The dog is already living with Vause and his wife and daughter. Vause said they are all excited about the new dog, but while Major is in training, Vause has to limit the dog’s social interaction.
A ‘Major’ purchase
Major cost about $7,000. His additional equipment – cages, leashes, a kennel, handling gear – cost between $5,000 and $6,000, according to town spokeswoman Stacy Beard.
Much of the equipment used with former police dog Justice needed to be replaced after five years, Beard said.
Vause’s police cruiser will be upgraded to accommodate the dog.
The patrol car will be equipped with an automatic door that Vause can open remotely.
In somewhat of a Batman, high-tech fashion, if Vause is doing a traffic stop and gets uncomfortable with the person he’s pulled over, he can hit the remote on his duty belt to open the cruiser door and let Major come to his aid.

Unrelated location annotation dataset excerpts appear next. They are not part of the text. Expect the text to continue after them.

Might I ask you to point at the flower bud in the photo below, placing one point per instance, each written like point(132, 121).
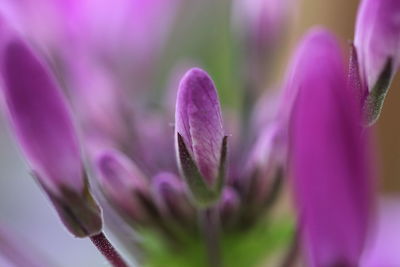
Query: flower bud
point(42, 124)
point(262, 21)
point(329, 162)
point(170, 194)
point(123, 184)
point(228, 206)
point(378, 50)
point(200, 141)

Dogs in K-9 units are trained for officer protection.
The new features also will help protect Major. The car will have both an automatic fan and an alarm wired to go off if the car overheats.
An overheated car would trigger the sirens, horns and lights to signal that the dog needed help.
24/7 K-9 unit to come?
Police Chief Glen Allen is considering putting a request for a second police dog in the budget for next year.
“Every K-9 handler can do the functions that every other officer does, and if we put the two K-9 officers on opposite shifts, we could readily have a dog available if needed 24 hours a day,” Allen said.
It is uncertain how long Major will serve with the department.
Previous dog Justice was with the Clayton police for five years, but Allen said he has seen dogs serve 10 years with a department.
In the past, police dogs have helped their human partners track suspects and detect illegal drugs.
One high-profile case involving Justice occurred when the recently retired police dog helped detectives locate 86 pounds of marijuana in packages that came through the mail at the UPS store in Clayton.